Well there’s a rudimentary user charging system now, but they want some changes to that. And as I’ve mentioned, the Australian Automobile Association – which is the peak body for the motoring clubs – has called for a comprehensive look at this. So what we’re going to do is have a look at it. Certainly we need to have a detailed look at it. But there won’t be any change here unless governments – and I do emphasis both Commonwealth and state and territory governments – are persuaded that the outcome would be a system that was fairer, that produced better roads that helped people get around more easily, that reduced congestion. So we need to have a look at our current system, understand how it works, improve public awareness of how it works because as I say the majority of people either don’t know they’re paying a fuel excise or don’t know what the rate is.
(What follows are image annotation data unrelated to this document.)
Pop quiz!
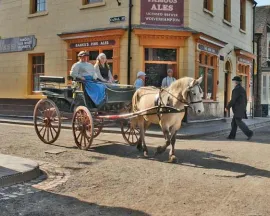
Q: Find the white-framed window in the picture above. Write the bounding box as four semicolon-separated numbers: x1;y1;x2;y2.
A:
261;72;270;104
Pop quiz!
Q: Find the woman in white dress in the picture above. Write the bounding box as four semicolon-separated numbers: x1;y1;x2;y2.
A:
94;53;114;83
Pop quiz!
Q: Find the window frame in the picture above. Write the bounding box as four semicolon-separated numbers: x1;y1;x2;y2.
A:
240;0;246;31
199;51;218;101
30;0;47;14
82;0;104;5
203;0;213;12
223;0;232;23
28;53;45;94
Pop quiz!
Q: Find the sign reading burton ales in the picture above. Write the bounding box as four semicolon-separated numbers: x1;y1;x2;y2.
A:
70;40;115;48
0;35;37;53
141;0;184;27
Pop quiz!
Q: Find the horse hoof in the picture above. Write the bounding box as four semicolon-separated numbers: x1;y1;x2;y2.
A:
137;144;143;152
155;146;163;155
169;155;178;163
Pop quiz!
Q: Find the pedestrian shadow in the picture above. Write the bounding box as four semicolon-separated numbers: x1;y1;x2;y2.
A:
0;189;149;216
91;143;270;178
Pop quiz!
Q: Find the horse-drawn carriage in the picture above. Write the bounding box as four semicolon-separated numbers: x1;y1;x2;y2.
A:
34;76;204;160
34;76;140;150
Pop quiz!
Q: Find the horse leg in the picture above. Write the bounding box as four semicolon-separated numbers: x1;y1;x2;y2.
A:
137;119;148;157
169;131;177;163
155;129;171;155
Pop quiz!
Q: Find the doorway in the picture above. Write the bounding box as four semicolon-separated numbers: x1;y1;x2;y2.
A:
224;61;232;117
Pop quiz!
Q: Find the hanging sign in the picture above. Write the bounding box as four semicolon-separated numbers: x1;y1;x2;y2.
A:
70;40;115;48
0;35;37;53
110;16;126;23
198;44;219;55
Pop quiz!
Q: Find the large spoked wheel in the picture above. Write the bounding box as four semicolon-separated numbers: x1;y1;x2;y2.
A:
94;119;103;138
121;119;141;146
72;106;94;150
34;99;61;144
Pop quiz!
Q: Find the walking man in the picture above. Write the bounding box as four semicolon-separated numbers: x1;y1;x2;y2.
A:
161;69;176;88
225;76;253;140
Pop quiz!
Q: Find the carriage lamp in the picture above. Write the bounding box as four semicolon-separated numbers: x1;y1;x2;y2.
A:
116;0;121;6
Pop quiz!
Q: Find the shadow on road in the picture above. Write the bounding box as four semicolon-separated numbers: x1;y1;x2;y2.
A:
0;191;148;216
92;143;270;178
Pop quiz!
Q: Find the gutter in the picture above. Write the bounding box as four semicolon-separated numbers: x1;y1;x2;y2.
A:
127;0;133;85
252;1;258;118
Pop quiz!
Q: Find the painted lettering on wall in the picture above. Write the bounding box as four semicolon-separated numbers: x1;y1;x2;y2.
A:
70;40;115;48
0;35;37;53
141;0;184;27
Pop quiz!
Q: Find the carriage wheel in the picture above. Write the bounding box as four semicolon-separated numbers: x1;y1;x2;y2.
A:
34;99;61;144
93;119;103;138
72;106;94;150
121;119;141;146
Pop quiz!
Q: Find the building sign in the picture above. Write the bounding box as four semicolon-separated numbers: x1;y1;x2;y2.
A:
198;44;219;55
141;0;184;27
110;16;126;23
0;35;37;53
238;57;252;65
70;40;115;48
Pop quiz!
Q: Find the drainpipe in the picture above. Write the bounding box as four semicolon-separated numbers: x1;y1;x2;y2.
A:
252;1;257;118
127;0;133;85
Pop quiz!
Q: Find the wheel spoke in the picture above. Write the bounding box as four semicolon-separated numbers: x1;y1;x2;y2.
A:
47;127;50;141
38;125;45;133
42;127;47;139
50;127;54;139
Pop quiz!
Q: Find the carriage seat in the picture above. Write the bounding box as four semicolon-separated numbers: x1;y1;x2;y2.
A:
40;76;66;84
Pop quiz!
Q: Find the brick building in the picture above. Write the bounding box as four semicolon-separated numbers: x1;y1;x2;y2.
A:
255;6;270;117
0;0;255;118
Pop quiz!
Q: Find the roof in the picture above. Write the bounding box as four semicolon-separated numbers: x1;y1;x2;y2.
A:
255;5;270;34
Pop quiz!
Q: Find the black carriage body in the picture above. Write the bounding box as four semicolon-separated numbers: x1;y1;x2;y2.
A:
40;76;136;114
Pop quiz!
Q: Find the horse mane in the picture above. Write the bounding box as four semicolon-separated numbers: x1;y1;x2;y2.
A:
167;77;194;99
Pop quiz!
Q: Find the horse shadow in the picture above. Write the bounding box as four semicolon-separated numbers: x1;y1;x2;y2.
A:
91;143;270;178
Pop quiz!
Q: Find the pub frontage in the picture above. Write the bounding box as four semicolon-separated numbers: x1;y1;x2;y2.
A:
0;0;255;119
But the key test is whether you could deliver a better outcome. And that’s really what all of the recommendations of these 78 recommendations looking at a whole range of infrastructure issues in Australia- Infrastructure Australia’s 15 Year Plan have directed at. We’re accepting the majority of the recommendations. There are also things like working with state governments to develop urban rail plans for our five largest cities and developing a data collection and dissemination plan to improve the collection of data across the infrastructure sector.

FRAN KELLY:

Okay. I want to come back to rail, but just briefly, I mean presumably - perhaps this is a case too of technology catching up with the ideas of the Henry Tax Committee and others – which were a long time ago now – because we have GPS tracking, it’s so efficient we can actually easily work out where cars are on the road and when and that allows this to happen. But it is about better funding models too. And of the $15 billion collected every year from fuel excise, according to the motoring organisations, less than half of that is returned to building or maintaining roads. If there was a road user charge would every dollar be spent on roads?

PAUL FLETCHER:

Certainly one of the arguments that is made here is that if you had a more direct user charging system, there’d be a more direct connection between what people pay to use roads and then how that money gets spent. And also that it would more directly reflect where people are travelling; so that decisions about which roads get upgraded, where new investments were made, would be more directly responsive to travel patterns.

FRAN KELLY:

And also travel patterns might change because of costs so people might change then that would help with congestion?

PAUL FLETCHER:

Well these are all questions that we need to understand better. I think the honest answer is we don’t know the answer in practical terms yet. There’s a lot of theory around this. What we want to do is have a very comprehensive study that starts with really explaining to Australians how the present system works, what some of its strengths are, what some of its weaknesses are; and then looking at whether there would be ways of delivering better roads, a fairer system, reduced congestion. These are all things that we would need to be satisfied of if there were to be any change and certainly any change is going to be a 10 to 15-year journey. But what we are announcing today is a significant study that will be led by an eminent Australian that will look into the potential benefits and impacts of road user charging. That’s one of several key responses that we’ll be announcing today to Infrastructure Australia’s 15 Year Plan. As I mentioned, also we’ll be looking at a national freight and supply chain strategy to understand how freight moves around the country. So a whole range of issues in infrastructure.

FRAN KELLY:

I know I said I’d get to rail but we are out of time, so we might have to do that another time. But importantly the key headliner here is developing urban rail plans for our five big cities, so we’ll hear more about that I’m sure.

Minister, thank you very much for joining us.

PAUL FLETCHER:

Thanks Fran.

FRAN KELLY:

Paul Fletcher is the Minister for Major Projects.